Many planners and city staff in Contra Costa County support complete streets and genuinely believe they are implementing them. But numbers tells a much different story. Data from the US Census Bureau show Contra Costa County having 0.5% of commute trips by bike, about one-fourth the level of Alameda County, and far below San Francisco’s 3.8% bike commute rate.
Contra Costa Bike Commute Rate vs Alameda and San Francisco Counties
Data like this shows that Contra Costa officials and planners continue to fall short when implementing complete streets, but why? It’s complicated, and boils down to the basic problem that projects are developed first and foremost with moving cars in mind. Contra Costa Countywide Transportation Plan has over 50 major arterials projects and 30 of them have the word “widen” or “widening” in their description. Projects that widen roads tend to eat up most of the money for the project, leaving scraps for bike facilities. Where there is room, bike lanes or sharrows are added and pedestrian crosswalks too, but the bike-ped accommodations are an afterthought.
The results are incomplete and discontinous bike lanes, cobbled together through various projects, leaving intimidating gaps in your bike commute. This may not discourage you from bicycling to work, but it certainly discourages thousands of other commuters otherwise interested in bicycling. When 60% or more of local residents say they are ‘interested’ in bicycling but ‘concerned’ for their safety, cities need to build a complete bikeway network that is comfortable and attractive.
Talks continue at the Contra Costa Transportation Authority on how to build consensus around increasing funding for needed transportation improvements, including new bicycle facilities. As we mentioned back in November, Bike East Bay continues to push for 15% funding for projects they improve your bike commute, particularly projects on busy streets such as heavily-trafficked Monument Boulevard in Concord, California/Main Street in Walnut Creek, San Pablo Avenue in West County, and Railroad Avenue and Hillcrest Avenue in East County.
Help us reach a goal of 15% of funding for bike-ped improvements by sharing with decisionmakers the reality of bicycling in Contra Costa County. And while you’re at it, send them a reminder that real complete streets improve the health and safety of voters. Real complete streets promote the most efficient, fairest use of tax dollars by moving more users through the same amount of space, instead of breeding congestion and road-rage. Real complete streets reduce wear and tear (complicit in auto-use) on the roads we all share and gives those with previously no mobility options (e.g. youth, elderly, handicapped, low-income)…options.
What you can do
Contact your County Supervisor and let them know you support “15% for Complete Streets in a new Measure J”

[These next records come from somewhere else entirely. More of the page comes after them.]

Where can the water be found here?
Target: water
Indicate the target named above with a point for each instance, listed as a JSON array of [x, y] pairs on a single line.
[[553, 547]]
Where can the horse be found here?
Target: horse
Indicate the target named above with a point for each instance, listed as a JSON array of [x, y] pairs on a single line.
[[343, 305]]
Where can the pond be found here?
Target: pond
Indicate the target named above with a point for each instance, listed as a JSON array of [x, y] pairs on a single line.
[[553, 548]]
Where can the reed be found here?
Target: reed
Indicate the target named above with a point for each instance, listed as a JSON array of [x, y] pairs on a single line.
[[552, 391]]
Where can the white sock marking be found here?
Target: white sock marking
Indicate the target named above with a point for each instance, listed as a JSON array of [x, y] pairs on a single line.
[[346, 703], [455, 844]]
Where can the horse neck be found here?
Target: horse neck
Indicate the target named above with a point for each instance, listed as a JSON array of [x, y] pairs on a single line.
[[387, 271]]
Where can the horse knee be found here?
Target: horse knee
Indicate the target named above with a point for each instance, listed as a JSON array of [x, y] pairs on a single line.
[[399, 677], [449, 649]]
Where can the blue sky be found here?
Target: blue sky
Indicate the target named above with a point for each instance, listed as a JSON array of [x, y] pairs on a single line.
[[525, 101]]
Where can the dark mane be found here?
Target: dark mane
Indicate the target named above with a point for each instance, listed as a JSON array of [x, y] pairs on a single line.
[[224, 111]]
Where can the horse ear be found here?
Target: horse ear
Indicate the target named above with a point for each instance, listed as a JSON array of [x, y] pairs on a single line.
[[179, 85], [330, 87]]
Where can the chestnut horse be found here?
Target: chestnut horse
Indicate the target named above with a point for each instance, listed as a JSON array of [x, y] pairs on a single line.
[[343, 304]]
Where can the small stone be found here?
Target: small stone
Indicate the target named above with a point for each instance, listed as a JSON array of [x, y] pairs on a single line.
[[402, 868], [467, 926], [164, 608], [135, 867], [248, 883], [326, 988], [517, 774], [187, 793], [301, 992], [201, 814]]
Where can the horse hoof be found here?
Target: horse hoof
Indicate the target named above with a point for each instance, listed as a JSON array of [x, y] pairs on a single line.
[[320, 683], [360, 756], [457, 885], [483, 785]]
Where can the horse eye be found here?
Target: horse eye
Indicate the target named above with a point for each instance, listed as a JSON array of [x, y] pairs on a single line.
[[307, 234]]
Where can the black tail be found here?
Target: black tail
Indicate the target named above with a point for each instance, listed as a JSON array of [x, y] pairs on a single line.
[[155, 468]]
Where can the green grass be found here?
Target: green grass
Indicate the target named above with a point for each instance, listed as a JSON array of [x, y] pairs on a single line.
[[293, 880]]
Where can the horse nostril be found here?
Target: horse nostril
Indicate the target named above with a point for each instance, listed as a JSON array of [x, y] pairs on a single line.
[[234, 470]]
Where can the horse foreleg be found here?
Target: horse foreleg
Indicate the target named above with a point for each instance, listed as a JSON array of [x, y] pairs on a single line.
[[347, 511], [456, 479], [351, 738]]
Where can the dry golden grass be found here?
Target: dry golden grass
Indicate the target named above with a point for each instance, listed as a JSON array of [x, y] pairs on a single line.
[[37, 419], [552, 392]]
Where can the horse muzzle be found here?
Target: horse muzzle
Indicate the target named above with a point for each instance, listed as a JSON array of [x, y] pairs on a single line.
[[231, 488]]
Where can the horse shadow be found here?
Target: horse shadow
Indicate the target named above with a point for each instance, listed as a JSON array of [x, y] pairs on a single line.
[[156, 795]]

Come to the March 9 Contra Costa Transportation Authority Board Meeting to show your support for increased bike-ped funding and ‘complete streets.’
6:00-9:00pm, Wednesday March 9, CCTA Offices, 2999 Oak Road, Ste 100 Contra Costa Centre, just opposite the Pleasant Hill BART Station
More Background Data on How Contra Costa Has Fallen Behind
Figure 1: US Census estimates over the course of 12 months show the percentage of people biking in Contra Costa County has stagnated.
Figure 2: Using more reliable 5-year averages for six consecutive periods shows an even clearer and more daunting picture, begging several questions to Contra Costa planners. Why are people biking less, regionally, despite County and nation-wide adoption of complete streets policies? Are Complete Streets not being implemented frequently enough or are certain, vital elements within the policy being neglected (e.g. adequate bike lanes)?
Consistent and continuous improvements in infrastructure in Alameda County via Complete Streets has led to an upward trend in percentage of residents biking to work.
Innovative and rapid improvements in infrastructure in San Francisco County via Complete Streets has led to an upward and quite optimistic trend in percentage of residents who bike.